On Monday, JetBlue bypassed the company and went straight to Spirit stockholders -- an attempt at a hostile takeover. A takeover is considered hostile when one company tries to acquire another that is unwilling to be sold. One way to do this is to lobby a target company's shareholders.
JetBlue asked the shareholders to vote against Spirit's previous deal with Frontier, which would form the fifth-largest carrier in the United States, and instead accept $30 per share from JetBlue.
"This represents a 60% premium to the value of the Frontier transaction," JetBlue said in a statement Monday, adding that it would also consider bumping that up to the $33-per-share offer it first made in April.
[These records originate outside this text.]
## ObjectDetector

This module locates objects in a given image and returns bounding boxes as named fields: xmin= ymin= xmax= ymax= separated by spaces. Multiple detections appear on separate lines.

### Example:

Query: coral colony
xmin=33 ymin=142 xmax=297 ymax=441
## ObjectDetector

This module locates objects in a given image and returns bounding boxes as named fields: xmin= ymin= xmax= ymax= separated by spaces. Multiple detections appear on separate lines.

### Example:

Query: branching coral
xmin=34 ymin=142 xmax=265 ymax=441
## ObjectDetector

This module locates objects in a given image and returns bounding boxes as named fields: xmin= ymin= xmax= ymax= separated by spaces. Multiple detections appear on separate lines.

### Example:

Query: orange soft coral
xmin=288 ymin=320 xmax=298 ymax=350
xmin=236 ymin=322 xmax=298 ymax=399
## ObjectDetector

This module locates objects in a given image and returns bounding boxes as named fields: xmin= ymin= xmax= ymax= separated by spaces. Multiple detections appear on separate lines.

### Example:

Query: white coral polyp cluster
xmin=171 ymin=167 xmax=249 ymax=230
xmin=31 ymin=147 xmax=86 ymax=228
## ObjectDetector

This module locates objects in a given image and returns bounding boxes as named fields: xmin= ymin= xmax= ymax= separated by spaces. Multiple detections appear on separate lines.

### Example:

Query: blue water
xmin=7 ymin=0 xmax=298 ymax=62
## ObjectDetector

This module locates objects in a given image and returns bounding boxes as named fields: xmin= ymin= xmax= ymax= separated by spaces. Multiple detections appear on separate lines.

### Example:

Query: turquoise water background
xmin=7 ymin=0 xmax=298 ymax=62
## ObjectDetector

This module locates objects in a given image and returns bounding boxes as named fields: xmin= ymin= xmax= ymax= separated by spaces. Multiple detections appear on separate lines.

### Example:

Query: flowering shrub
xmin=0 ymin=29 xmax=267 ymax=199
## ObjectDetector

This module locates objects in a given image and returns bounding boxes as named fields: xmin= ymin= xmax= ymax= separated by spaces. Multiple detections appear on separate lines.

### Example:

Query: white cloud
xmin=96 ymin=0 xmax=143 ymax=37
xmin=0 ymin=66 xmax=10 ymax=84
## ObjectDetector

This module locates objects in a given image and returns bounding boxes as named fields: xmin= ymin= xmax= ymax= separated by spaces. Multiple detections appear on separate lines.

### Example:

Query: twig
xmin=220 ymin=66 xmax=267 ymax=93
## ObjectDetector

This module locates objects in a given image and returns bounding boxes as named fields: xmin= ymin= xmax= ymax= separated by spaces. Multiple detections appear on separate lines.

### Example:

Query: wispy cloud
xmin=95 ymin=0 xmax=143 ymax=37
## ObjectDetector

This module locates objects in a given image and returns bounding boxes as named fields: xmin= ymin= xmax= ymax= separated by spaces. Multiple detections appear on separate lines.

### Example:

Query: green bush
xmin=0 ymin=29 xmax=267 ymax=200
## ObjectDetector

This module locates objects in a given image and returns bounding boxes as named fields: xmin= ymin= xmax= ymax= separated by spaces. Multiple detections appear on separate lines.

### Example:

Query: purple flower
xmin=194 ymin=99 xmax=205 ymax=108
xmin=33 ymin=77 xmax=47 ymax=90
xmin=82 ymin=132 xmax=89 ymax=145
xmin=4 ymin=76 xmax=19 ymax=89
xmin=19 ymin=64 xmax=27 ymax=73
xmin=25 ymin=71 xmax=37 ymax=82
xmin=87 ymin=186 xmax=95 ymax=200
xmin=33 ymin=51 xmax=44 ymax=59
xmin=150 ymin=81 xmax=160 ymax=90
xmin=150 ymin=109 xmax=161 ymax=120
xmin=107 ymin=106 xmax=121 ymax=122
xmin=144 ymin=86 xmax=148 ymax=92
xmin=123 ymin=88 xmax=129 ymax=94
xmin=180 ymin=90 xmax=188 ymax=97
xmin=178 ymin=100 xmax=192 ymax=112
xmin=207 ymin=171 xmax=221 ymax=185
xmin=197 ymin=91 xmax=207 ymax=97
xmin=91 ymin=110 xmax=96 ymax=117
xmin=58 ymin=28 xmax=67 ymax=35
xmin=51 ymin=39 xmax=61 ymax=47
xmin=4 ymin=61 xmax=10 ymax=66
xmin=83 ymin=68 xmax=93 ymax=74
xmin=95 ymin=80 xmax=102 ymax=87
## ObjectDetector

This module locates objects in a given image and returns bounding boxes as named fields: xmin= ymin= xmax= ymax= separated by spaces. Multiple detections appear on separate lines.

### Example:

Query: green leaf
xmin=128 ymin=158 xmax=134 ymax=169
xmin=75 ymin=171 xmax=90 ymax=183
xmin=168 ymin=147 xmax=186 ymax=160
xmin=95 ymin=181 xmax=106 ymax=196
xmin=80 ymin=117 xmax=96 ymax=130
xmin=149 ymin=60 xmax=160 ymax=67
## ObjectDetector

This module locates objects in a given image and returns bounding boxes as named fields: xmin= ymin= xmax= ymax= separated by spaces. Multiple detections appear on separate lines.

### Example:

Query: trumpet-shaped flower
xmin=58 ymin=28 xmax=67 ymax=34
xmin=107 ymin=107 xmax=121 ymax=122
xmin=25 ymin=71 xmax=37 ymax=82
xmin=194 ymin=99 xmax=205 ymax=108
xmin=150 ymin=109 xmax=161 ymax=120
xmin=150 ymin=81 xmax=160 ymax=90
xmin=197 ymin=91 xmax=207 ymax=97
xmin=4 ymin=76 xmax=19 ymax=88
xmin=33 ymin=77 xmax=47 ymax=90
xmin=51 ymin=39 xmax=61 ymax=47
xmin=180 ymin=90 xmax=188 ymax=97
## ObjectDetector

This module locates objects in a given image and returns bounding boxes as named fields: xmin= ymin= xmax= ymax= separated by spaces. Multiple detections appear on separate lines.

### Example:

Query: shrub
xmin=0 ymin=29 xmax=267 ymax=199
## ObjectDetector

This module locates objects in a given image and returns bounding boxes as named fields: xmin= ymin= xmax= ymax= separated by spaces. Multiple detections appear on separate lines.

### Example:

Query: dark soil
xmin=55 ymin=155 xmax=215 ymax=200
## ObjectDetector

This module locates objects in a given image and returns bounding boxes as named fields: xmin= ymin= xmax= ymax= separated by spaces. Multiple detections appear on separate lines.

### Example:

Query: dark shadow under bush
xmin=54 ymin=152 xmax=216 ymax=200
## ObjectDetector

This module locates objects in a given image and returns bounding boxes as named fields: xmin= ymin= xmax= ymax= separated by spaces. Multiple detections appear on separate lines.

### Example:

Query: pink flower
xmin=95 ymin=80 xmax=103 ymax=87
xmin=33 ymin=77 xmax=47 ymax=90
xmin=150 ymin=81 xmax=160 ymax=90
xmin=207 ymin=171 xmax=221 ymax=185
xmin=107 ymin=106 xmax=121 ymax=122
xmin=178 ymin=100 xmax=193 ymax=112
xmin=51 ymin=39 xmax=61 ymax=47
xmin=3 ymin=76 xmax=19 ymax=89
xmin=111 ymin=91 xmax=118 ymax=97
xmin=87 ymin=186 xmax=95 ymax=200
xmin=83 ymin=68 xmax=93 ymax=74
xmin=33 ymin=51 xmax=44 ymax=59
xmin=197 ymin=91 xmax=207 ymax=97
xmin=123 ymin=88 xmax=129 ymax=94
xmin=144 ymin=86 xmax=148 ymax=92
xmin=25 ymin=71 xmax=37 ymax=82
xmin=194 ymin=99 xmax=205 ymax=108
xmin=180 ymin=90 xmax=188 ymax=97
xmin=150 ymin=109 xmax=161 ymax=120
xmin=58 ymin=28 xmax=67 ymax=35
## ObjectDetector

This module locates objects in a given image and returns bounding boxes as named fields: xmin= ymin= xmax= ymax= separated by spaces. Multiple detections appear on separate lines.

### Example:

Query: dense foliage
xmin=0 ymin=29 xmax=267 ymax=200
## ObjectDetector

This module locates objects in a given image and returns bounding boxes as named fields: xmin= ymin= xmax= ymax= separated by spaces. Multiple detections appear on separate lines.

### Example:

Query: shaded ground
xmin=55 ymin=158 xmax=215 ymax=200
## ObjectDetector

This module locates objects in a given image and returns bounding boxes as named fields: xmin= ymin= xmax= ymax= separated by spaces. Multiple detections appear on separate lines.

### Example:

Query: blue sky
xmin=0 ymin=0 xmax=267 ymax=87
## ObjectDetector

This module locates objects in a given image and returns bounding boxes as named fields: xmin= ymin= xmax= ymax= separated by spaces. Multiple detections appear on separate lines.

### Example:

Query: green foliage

Spirit shareholders are scheduled to vote in a few weeks on the carrier's previous deal with Frontier. File Photo by Bill Greenblatt/UPI
"JetBlue offers more value -- a significant premium in cash -- more certainty, and more benefits for all stakeholders," it added.
Spirit's main reason behind rejecting previous JetBlue offers is that the Justice Department is already blocking JetBlue's alliance with American Airlines on antitrust grounds.
Frontier made its offer earlier this year at almost $26 per share.
In its appeal to Spirit shareholders, JetBlue argued that Frontier's stock price has fallen 30% since the merger was announced, pushing the value of the deal down by $770 million.
"A vote against the Frontier transaction is a vote for a higher Spirit share price," JetBlue said. "A vote for the Frontier transaction is a vote for a lower Spirit share price."
Spirit shareholders are scheduled to vote on the Frontier deal on June 10.